Trump weicht durchaus von diesem Links-Rechts-Muster ab.
Aber man muss auch sagen, dass Trump in seiner Argumentation und in seinen Vorschlägen durchaus von diesem Links-Rechts-Muster abweicht und von vielen unterschiedlich eingeordnet wird. Einige Massnahmen sind klar konservativ, andere werden teilweise fast als links eingeordnet. Er ist ein bisschen «fuzzy» in seinen Vorschlägen und lebt vor allem von einer starken Ideologie. Dieses Populistische, das er prägnant aufwirft und Themen wie Immigration, Abtreibung und die Freiheit, Waffen zu tragen, sind Dinge, die er stark ins Zentrum stellt.
Inwiefern sehen Sie bei Trump FDP-Positionen?
In erster Linie natürlich in der Wirtschaftspolitik. Er hat diverse Steuern abgebaut, niedrigere Steuern sind eines seiner Lieblingsthemen.
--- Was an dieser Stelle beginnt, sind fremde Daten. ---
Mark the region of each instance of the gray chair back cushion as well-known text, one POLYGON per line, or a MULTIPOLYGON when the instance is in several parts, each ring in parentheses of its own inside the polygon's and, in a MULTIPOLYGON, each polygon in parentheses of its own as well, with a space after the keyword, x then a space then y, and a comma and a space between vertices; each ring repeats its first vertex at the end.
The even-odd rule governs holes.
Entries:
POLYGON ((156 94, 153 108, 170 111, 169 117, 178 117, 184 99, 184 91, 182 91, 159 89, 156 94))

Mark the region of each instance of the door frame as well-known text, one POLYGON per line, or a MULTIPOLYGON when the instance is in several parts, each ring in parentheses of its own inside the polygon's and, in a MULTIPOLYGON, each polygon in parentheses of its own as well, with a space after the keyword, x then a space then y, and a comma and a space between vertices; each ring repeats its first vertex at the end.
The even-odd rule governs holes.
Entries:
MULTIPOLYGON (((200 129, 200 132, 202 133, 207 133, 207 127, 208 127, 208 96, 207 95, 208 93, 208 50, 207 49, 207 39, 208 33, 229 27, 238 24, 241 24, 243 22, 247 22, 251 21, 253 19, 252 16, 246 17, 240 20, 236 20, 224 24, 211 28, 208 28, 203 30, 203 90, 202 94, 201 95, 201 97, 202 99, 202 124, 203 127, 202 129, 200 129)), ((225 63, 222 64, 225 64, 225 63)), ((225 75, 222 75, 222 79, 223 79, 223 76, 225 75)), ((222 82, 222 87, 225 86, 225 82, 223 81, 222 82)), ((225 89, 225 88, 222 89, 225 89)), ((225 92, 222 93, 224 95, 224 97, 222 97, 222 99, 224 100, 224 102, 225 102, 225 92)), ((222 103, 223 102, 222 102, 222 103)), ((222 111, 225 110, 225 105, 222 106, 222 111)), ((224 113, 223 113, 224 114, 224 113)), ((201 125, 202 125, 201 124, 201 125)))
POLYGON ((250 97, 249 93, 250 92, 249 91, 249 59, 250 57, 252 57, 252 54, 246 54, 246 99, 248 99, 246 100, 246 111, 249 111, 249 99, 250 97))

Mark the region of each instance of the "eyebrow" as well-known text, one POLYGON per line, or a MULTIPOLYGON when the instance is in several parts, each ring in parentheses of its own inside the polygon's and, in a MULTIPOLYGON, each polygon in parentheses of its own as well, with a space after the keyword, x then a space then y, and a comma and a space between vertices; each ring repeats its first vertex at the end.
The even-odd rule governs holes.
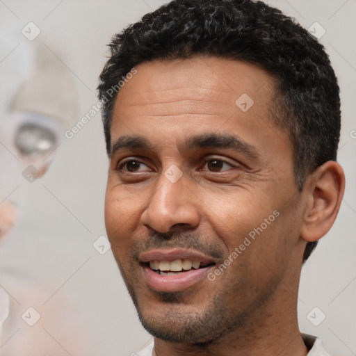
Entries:
MULTIPOLYGON (((244 154, 252 159, 258 159, 259 154, 256 149, 237 135, 203 134, 189 136, 186 139, 185 147, 188 149, 198 148, 232 149, 244 154)), ((156 149, 145 137, 139 135, 124 135, 120 136, 111 146, 110 156, 124 149, 156 149)))

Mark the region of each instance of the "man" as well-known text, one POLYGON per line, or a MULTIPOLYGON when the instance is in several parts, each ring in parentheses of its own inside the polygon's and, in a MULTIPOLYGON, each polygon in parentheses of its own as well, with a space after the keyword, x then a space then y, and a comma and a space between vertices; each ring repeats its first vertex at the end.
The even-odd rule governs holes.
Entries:
POLYGON ((262 2, 177 0, 110 47, 105 222, 138 355, 328 355, 297 320, 344 189, 323 46, 262 2))

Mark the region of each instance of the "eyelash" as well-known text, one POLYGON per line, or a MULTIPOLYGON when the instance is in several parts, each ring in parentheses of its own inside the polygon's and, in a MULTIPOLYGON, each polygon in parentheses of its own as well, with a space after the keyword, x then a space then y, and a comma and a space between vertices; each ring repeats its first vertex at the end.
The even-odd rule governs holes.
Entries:
MULTIPOLYGON (((234 167, 234 165, 232 165, 232 164, 231 164, 229 162, 228 162, 227 161, 225 161, 224 159, 215 159, 215 158, 213 158, 213 159, 204 159, 204 165, 205 165, 207 164, 207 162, 210 162, 211 161, 220 161, 221 162, 223 162, 224 163, 226 163, 232 167, 234 167)), ((119 171, 119 170, 122 170, 122 168, 127 163, 130 163, 130 162, 136 162, 138 163, 140 163, 140 164, 143 164, 145 165, 145 165, 143 162, 141 162, 140 161, 138 161, 136 159, 128 159, 127 161, 125 161, 124 162, 122 162, 117 168, 116 170, 119 171)), ((235 167, 236 168, 236 167, 235 167)), ((138 173, 140 172, 129 172, 129 171, 125 171, 125 172, 127 172, 129 173, 138 173)), ((219 173, 219 172, 226 172, 225 170, 223 170, 222 172, 213 172, 213 171, 210 171, 210 172, 212 172, 213 173, 219 173)))

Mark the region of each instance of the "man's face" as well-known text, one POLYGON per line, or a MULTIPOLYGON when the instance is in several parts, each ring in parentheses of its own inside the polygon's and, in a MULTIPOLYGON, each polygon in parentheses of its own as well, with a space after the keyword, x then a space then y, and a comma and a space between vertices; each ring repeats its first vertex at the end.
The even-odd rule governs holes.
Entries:
POLYGON ((136 70, 111 129, 108 236, 152 334, 216 339, 296 298, 305 245, 291 144, 256 66, 196 58, 136 70))

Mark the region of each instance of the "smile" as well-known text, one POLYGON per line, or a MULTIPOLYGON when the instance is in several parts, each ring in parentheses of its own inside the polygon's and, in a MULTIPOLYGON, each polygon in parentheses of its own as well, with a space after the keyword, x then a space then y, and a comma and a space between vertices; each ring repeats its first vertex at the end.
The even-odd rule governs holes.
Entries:
POLYGON ((147 286, 156 291, 184 291, 206 278, 216 264, 213 259, 195 251, 159 250, 140 256, 147 286))

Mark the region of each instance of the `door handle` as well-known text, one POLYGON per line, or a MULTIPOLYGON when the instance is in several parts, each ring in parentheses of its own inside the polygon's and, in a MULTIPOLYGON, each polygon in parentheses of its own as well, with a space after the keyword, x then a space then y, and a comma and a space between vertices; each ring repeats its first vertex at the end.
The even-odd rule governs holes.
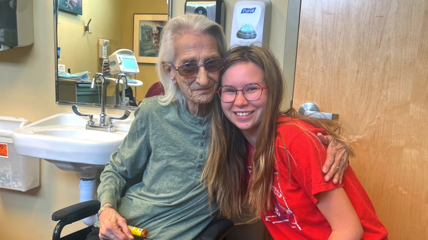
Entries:
POLYGON ((339 118, 339 114, 321 112, 319 108, 313 103, 306 103, 299 108, 299 114, 315 118, 325 118, 334 120, 339 118))

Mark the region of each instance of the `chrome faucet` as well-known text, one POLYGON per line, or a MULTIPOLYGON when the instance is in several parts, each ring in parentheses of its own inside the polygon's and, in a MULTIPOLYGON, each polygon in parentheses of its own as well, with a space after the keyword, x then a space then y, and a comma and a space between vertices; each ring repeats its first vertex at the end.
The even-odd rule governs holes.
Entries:
MULTIPOLYGON (((116 78, 116 82, 115 87, 116 87, 116 90, 115 91, 115 96, 116 97, 116 105, 119 105, 119 85, 120 84, 119 81, 120 81, 120 78, 123 78, 123 89, 126 89, 128 88, 128 78, 127 78, 127 76, 125 74, 123 73, 119 73, 117 75, 117 77, 116 78)), ((122 96, 122 99, 125 98, 125 96, 122 96)))
POLYGON ((95 88, 95 83, 97 79, 101 79, 101 114, 100 114, 100 126, 105 126, 105 99, 107 96, 107 81, 104 78, 102 73, 97 72, 92 77, 92 82, 91 83, 91 89, 95 88))
MULTIPOLYGON (((116 80, 116 88, 117 88, 117 83, 120 80, 120 78, 124 77, 124 80, 123 81, 123 87, 126 88, 128 87, 128 81, 126 79, 126 76, 125 76, 123 74, 119 75, 118 76, 116 80)), ((91 88, 92 89, 95 88, 95 83, 97 82, 97 79, 98 78, 101 79, 101 114, 100 114, 99 126, 95 125, 95 122, 94 121, 93 115, 80 113, 80 112, 79 111, 79 108, 78 108, 77 106, 76 105, 73 105, 72 109, 73 109, 73 112, 74 112, 74 113, 77 115, 89 117, 89 121, 87 121, 87 124, 86 124, 86 129, 106 131, 108 132, 115 132, 116 127, 114 126, 114 120, 124 120, 128 118, 128 117, 129 117, 131 114, 131 111, 127 110, 125 111, 125 113, 123 115, 120 117, 113 117, 109 116, 109 122, 106 122, 105 117, 106 115, 105 115, 105 99, 107 96, 107 81, 105 81, 105 78, 104 77, 104 75, 103 75, 102 73, 95 73, 95 75, 94 75, 94 77, 92 77, 92 82, 91 84, 91 88)))

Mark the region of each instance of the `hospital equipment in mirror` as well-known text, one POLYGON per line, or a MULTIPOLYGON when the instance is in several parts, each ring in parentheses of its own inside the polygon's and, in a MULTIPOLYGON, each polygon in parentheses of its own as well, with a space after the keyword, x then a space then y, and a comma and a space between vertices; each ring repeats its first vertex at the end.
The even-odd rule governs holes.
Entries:
MULTIPOLYGON (((141 71, 139 73, 141 74, 144 71, 139 69, 136 72, 135 70, 130 72, 129 74, 124 73, 126 76, 124 81, 124 77, 117 79, 118 74, 113 73, 111 69, 108 69, 111 67, 109 64, 109 56, 120 49, 132 48, 132 43, 130 44, 126 38, 128 33, 123 29, 132 29, 133 22, 129 21, 128 23, 123 19, 128 15, 132 17, 135 13, 122 9, 123 1, 120 0, 111 0, 104 3, 101 11, 99 11, 99 6, 97 6, 98 2, 91 1, 82 1, 83 14, 77 15, 58 11, 59 4, 61 4, 62 1, 64 0, 53 0, 55 6, 54 33, 57 103, 100 107, 100 82, 97 81, 98 84, 93 89, 91 88, 90 80, 95 73, 100 72, 105 76, 106 82, 106 107, 135 109, 138 101, 144 98, 141 96, 143 89, 139 87, 142 82, 135 79, 138 78, 135 74, 141 71), (119 9, 123 11, 119 11, 119 9), (105 16, 109 17, 105 17, 105 16), (90 19, 92 19, 90 29, 92 32, 91 34, 84 28, 90 19), (63 72, 60 72, 59 70, 63 72), (80 79, 59 77, 59 73, 63 76, 68 73, 75 75, 87 73, 88 77, 80 79), (127 88, 122 88, 124 83, 127 84, 127 88), (139 98, 136 100, 137 91, 139 98)), ((139 4, 138 1, 133 2, 136 2, 134 5, 139 4)), ((141 7, 146 4, 145 3, 141 1, 141 7)), ((165 5, 165 3, 162 1, 162 4, 165 5)), ((166 12, 168 5, 165 6, 166 12)), ((140 10, 137 10, 139 11, 138 13, 140 13, 140 10)), ((130 34, 132 37, 132 33, 130 34)), ((138 67, 136 62, 130 62, 128 58, 124 59, 123 64, 135 64, 134 67, 137 68, 138 67)), ((151 83, 148 84, 150 86, 151 83)))

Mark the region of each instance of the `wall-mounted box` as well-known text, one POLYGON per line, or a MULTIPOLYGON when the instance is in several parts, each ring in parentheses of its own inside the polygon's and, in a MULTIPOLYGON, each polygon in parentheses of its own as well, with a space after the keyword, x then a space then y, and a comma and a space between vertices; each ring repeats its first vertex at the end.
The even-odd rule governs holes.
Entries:
POLYGON ((34 43, 32 0, 0 1, 0 51, 34 43))
POLYGON ((40 159, 16 153, 12 132, 31 123, 0 116, 0 188, 25 192, 40 184, 40 159))

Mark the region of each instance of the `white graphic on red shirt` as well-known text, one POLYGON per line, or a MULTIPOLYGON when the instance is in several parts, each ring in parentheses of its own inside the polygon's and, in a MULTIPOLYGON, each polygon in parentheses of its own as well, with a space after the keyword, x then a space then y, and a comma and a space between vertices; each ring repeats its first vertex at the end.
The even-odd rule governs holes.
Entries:
MULTIPOLYGON (((247 166, 248 173, 249 175, 253 172, 253 168, 251 166, 247 166)), ((276 196, 275 198, 276 203, 274 204, 275 206, 275 209, 272 211, 274 215, 268 215, 264 216, 265 219, 266 221, 271 222, 273 224, 277 224, 279 223, 286 223, 288 224, 291 228, 298 228, 301 231, 301 228, 297 224, 297 221, 296 219, 296 216, 293 211, 290 209, 288 207, 287 202, 286 201, 286 198, 284 197, 284 194, 282 193, 282 190, 281 189, 281 186, 279 185, 279 179, 278 179, 278 172, 275 171, 274 173, 276 181, 274 183, 274 186, 272 186, 272 192, 276 196), (285 207, 283 207, 278 201, 278 198, 282 199, 284 203, 285 207)))
POLYGON ((294 213, 289 208, 287 202, 286 201, 286 198, 284 197, 284 194, 282 193, 282 190, 281 189, 281 186, 279 185, 278 172, 275 171, 274 174, 276 178, 276 182, 274 183, 274 186, 272 186, 272 192, 277 197, 275 199, 276 203, 274 205, 275 206, 275 210, 273 211, 274 215, 266 215, 265 216, 265 219, 266 221, 271 222, 273 224, 285 222, 291 228, 297 228, 301 231, 301 228, 300 228, 300 227, 297 224, 296 216, 294 215, 294 213), (279 203, 279 202, 278 201, 278 198, 282 199, 282 202, 283 202, 284 205, 285 205, 285 207, 279 203))

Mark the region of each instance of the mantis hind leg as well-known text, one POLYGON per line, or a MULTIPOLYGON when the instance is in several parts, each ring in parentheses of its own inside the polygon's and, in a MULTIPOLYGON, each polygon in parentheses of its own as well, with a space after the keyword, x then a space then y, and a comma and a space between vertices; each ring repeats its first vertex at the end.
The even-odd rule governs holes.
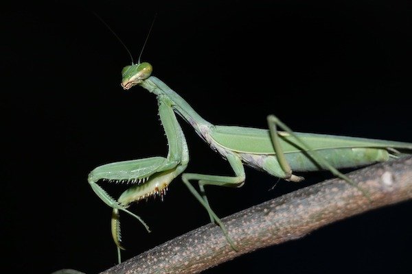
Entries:
POLYGON ((207 213, 209 214, 209 216, 211 222, 216 223, 220 227, 225 236, 229 242, 231 247, 234 249, 237 250, 235 247, 235 244, 232 239, 229 236, 227 230, 223 225, 223 223, 218 217, 216 213, 213 211, 210 205, 209 204, 209 201, 207 200, 207 197, 206 196, 206 192, 205 192, 205 186, 210 185, 210 186, 226 186, 226 187, 240 187, 243 186, 243 183, 244 182, 244 169, 243 167, 243 164, 242 164, 242 161, 240 159, 232 154, 228 154, 227 155, 227 159, 229 163, 230 164, 232 169, 233 170, 236 176, 218 176, 218 175, 209 175, 205 174, 198 174, 198 173, 184 173, 182 175, 182 180, 183 183, 186 185, 189 190, 192 192, 192 194, 196 197, 196 199, 201 203, 201 204, 206 209, 207 213), (190 180, 198 181, 199 185, 199 189, 201 190, 201 193, 199 192, 192 186, 190 184, 190 180))
POLYGON ((288 179, 289 181, 293 182, 300 182, 304 179, 303 177, 295 176, 292 174, 292 170, 290 169, 290 166, 288 163, 288 161, 286 159, 284 153, 283 153, 283 150, 282 149, 282 147, 279 142, 279 134, 277 129, 277 125, 279 125, 282 127, 284 131, 287 132, 288 134, 290 134, 293 136, 296 140, 296 145, 301 148, 302 149, 306 151, 308 154, 312 158, 312 159, 319 164, 320 165, 325 166, 328 169, 330 172, 334 175, 335 176, 339 177, 339 178, 346 181, 349 184, 354 186, 358 188, 368 199, 370 200, 369 196, 367 192, 363 189, 362 188, 357 186, 351 179, 350 179, 347 176, 338 171, 334 166, 330 164, 328 161, 326 161, 323 157, 321 157, 316 151, 312 149, 305 142, 301 140, 300 138, 299 138, 294 132, 290 129, 286 125, 282 123, 277 117, 275 115, 269 115, 267 117, 268 120, 268 125, 269 127, 269 132, 271 134, 271 138, 272 139, 272 142, 273 144, 273 148, 275 149, 275 153, 276 153, 276 157, 277 158, 277 160, 279 161, 279 164, 281 166, 282 169, 285 172, 287 175, 286 177, 284 179, 288 179), (287 177, 288 176, 290 177, 287 177), (295 176, 295 177, 293 177, 295 176), (297 178, 295 178, 297 177, 297 178))

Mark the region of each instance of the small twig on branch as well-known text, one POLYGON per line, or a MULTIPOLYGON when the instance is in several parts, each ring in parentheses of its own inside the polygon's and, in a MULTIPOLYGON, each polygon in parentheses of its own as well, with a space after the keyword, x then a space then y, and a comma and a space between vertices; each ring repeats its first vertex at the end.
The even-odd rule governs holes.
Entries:
POLYGON ((327 180, 223 219, 238 252, 220 228, 210 223, 101 274, 196 273, 336 221, 412 199, 412 157, 371 166, 349 177, 367 191, 371 201, 345 181, 327 180))

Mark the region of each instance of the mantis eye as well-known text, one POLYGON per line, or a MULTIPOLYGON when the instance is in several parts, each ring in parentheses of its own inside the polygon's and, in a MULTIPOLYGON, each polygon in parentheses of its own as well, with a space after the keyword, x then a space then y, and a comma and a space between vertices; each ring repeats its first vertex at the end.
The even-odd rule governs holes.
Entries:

Auf der anderen Seite schlägt er eine sehr protektionistische Wirtschaftspolitik vor und hat auch versucht, diese in seiner Amtszeit umzusetzen. Das bringt ihn wieder weg von der FDP und steht auch in einem gewissen Gegensatz zum liberalen Verständnis, das er in anderen Bereichen propagiert.
Das Gespräch führte Nicole Roos.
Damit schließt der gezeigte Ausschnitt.